Sunday, December 31, 2017

The New Anti-Semitism

As someone who has been accused of being anti-Semitic for wondering out loud why so many young and beautiful Israelis come to Central America, specifically to the Riviera Maya in order to throw such excellent rave parties, I suppose I can sympathise with some of the sentiments expressed in this article.

The "It is possible to be both a Zionist and an anti-Semite" claim is indeed an interesting one. 

Guatemala's recent decision to move its own embassy to Jerusalem has been seen by some commentators as straightforwardly indicative of the kind of shameless sucking up to the Donald that even Theresa May would baulk at. But there is a bit more to it than that.

Jimmy Morales is the front man for a party founded by retired military men of the nationalistic bent, many of whom benefitted from the United States' use of Israel as a proxy at a time when the gringos themselves were not allowed by their own congress to supply military equipment and know-how to the men gaily committing atrocities in this country.

The President is also a Pentacostalist Protestant of the fervent variety, and I have mentioned here before how many evangelical churches in Guatemala fly the flag of Israel either outside, or occasionally even inside behind the preacher's podium.
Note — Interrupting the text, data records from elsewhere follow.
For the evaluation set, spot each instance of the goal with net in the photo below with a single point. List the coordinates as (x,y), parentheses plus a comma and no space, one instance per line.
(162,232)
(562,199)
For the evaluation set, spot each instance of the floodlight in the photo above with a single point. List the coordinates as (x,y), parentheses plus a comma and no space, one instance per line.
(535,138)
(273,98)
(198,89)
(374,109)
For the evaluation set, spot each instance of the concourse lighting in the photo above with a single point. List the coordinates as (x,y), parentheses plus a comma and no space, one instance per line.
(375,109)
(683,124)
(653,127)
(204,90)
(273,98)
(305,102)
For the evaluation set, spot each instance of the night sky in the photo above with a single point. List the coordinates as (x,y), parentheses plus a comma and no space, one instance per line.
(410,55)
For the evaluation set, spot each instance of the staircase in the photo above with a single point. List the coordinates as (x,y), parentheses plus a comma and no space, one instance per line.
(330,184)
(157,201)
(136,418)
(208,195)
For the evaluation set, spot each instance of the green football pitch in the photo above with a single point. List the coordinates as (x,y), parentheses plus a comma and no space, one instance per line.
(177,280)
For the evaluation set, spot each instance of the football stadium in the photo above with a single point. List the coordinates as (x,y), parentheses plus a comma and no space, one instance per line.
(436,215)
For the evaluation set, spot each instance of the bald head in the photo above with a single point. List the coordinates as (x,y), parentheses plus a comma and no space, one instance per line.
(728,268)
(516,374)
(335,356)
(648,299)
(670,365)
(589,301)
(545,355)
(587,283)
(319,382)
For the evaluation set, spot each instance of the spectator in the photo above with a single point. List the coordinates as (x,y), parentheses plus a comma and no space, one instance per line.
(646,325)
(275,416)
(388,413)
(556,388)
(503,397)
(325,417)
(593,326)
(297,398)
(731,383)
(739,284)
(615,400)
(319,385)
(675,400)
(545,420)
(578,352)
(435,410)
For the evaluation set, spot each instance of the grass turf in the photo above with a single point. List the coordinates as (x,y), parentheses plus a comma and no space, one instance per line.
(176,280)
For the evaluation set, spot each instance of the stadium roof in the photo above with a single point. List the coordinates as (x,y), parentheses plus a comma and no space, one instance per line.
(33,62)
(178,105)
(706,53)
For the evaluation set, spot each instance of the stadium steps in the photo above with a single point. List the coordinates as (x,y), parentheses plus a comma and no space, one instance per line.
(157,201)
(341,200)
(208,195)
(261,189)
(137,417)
So Zionism has deeper roots in this country than contemporary political expedience or indeed, Guatemala's oft-mentioned role in the formation of the state of Israel.

Yet one is indeed left wondering which particular reading of the New Testament precludes any sort of connection between this rather strange species of non-Jewish Zionism and anti-Semitic sentiment in the broader sense.

But the real essence of Neve Gordon's article here is the notion that one can be anti-Zionist without any concommitant animus towards Jews, one's only offence being a 'passion for justice'. She thus concludes firmly "The equation between anti-Semitism and anti-Zionism must first be rejected". 

Sorry, but no. The familiar symbol of Justice is the set of scales i.e. balance, and there is an imbalance here that still needs to be addressed. e.g. Why do certain people of the Left appear to care more about the injustice in that part of the world than in almost any other? 

And why do individuals with almost no natural tribal stake in the situation in the Middle East focus almost all their anti-colonialist angst on the government of Israel?

I cannot claim for sure that there is always a form of anti-semtism lurking behind this apparent geopolitical bias, but the possibility cannot simply be shut down just because we've pinpointed the existence of a bunch of aberrant zionists who might not have the best interests of the Jewish people at heart.